At 2,1-11 / Rm 8,8-17 / Gv 14,15-16.23b-26

 

Se mi amate, osserverete i miei comandamenti

(Gv 14,15)

Durante l’ultima cena, prima di lasciare i suoi amici e tornare al Padre, Gesù vuole legarli strettamente a sé e tra di loro con il vincolo più saldo e duraturo: l’amore. Lui ama “sino alla fine”, con l’amore “più grande”, che giunge a “dare la vita”, e, come contraccambio, domanda di essere riamato con lo stesso amore.

L’amore che Gesù chiede non è semplice sentimento, è fare la sua volontà, descritta nei suoi comandamenti: soprattutto l’amore al fratello e alla sorella, e quello reciproco. È una verità talmente importante per Gesù, che in questo suo ultimo discorso rivolto ai discepoli lo ripete con forza per altre tre volte: “Chi accoglie i miei comandamenti e li osserva, questi mi ama”; “Se uno mi ama, osserverà la mia parola”; “Chi non mi ama non osserva le mie parole”.

Perché dobbiamo osservare i suoi comandamenti?

Creati a sua “immagine e somiglianza”, noi siamo come un tu che sta di fronte a Dio, con la capacità di un rapporto personale, diretto con Lui: un rapporto di conoscenza, di amore, di amicizia, di comunione.

I comandamenti che Gesù ci ha lasciato sono così un aiuto per vivere secondo la nostra natura di figli e figlie di un Dio che è Amore. Essi non sono, quindi, delle imposizioni arbitrarie, una sovrastruttura artificiale e tanto meno un’alienazione. Sono piuttosto l’espressione del suo amore e della sua premura per la vita di ciascuno di noi.

Ma soprattutto viviamo quello che Gesù ha chiamato il suo comandamento, quello che riassume tutti gli altri: l’amore reciproco.
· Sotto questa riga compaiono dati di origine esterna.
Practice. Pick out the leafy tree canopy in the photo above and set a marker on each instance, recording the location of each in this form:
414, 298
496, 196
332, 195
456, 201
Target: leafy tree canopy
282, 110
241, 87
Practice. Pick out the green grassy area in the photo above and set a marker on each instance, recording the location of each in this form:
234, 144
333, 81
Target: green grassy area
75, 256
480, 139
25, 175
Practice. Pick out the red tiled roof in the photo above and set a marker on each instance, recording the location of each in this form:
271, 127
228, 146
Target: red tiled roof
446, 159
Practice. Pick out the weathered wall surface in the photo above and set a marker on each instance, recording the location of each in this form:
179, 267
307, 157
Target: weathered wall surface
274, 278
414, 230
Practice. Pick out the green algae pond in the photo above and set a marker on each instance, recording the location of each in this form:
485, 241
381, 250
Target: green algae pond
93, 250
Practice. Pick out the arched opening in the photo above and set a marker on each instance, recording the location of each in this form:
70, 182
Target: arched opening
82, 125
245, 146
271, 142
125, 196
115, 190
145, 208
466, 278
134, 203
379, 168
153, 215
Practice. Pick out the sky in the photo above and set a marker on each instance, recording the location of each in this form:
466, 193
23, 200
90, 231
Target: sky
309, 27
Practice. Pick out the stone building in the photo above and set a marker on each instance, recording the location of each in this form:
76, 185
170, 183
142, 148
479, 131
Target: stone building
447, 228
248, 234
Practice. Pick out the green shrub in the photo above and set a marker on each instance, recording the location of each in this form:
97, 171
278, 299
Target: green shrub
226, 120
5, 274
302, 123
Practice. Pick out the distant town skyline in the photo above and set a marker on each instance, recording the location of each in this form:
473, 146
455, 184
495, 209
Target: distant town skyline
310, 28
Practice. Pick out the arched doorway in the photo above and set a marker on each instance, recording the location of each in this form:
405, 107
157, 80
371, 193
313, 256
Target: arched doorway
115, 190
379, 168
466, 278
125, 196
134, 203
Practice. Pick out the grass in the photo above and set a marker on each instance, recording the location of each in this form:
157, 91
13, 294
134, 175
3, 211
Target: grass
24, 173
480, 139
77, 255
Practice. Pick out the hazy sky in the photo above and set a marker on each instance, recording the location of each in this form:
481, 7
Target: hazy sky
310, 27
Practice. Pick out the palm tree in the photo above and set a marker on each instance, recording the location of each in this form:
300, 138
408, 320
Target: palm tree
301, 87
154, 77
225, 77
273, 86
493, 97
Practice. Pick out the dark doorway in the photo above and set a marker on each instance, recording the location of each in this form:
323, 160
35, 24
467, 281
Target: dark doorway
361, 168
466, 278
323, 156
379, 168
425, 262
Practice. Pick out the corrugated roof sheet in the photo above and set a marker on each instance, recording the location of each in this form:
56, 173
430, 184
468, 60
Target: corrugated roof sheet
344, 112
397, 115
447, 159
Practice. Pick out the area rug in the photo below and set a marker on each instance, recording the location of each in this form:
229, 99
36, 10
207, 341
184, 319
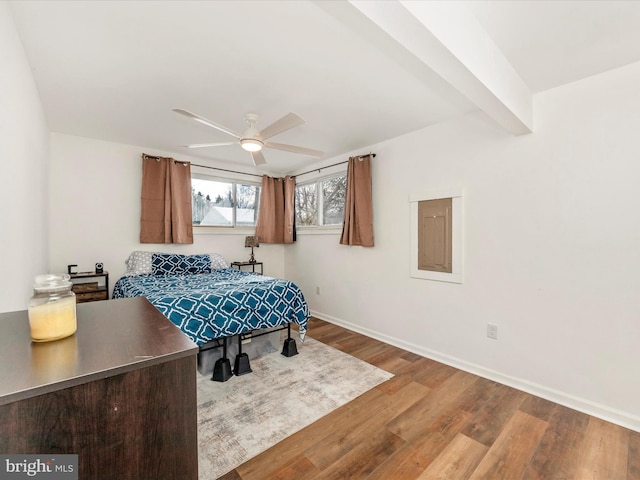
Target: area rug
246, 415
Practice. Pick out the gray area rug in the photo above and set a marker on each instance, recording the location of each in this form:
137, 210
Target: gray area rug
246, 415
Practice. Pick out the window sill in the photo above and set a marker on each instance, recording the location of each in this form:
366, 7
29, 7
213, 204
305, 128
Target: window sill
319, 230
201, 230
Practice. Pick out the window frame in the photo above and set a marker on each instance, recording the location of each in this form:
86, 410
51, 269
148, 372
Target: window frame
204, 229
319, 228
456, 275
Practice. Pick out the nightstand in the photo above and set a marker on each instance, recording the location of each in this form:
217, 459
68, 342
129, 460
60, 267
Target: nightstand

La carità è infatti pieno compimento della legge, è la via migliore che siamo chiamati a percorrere.

stralci da un commento di Chiara Lubich

 

All’inizio del nostro matrimonio, abitavamo con i nonni. Al nonno piaceva tanto un gioco cinese che si chiama “Majong”, un gioco che fa tanto rumore e poiché giocavano giorno e notte, mi disturbava parecchio. Ne avevo parlato con mio marito, ma non si era trovata una via d’uscita.

Una volta c’erano addirittura dieci persone che giocavano ma, parlandone con mio marito, lui mi ha detto: “Perché non cerchi di vedere queste situazioni con altri occhi? Il Vangelo dice che bisogna amare i nostri prossimi e anche i nostri nemici”. Quella frase mi ha tranquillizzato e mi sono detta: “Dio mi ama senza chiedere nulla in cambio, perché anch’io non posso dare altrettanto?”.

Quella stessa sera ho cercato di restare calma e non pensare a quello che mi faceva arrabbiare. Ho sentito una grande pace che non si è limitata a quella sera, ma è continuata nel tempo. Guardare le cose con occhi amorevoli può cambiare tutto e portare l’armonia nella famiglia.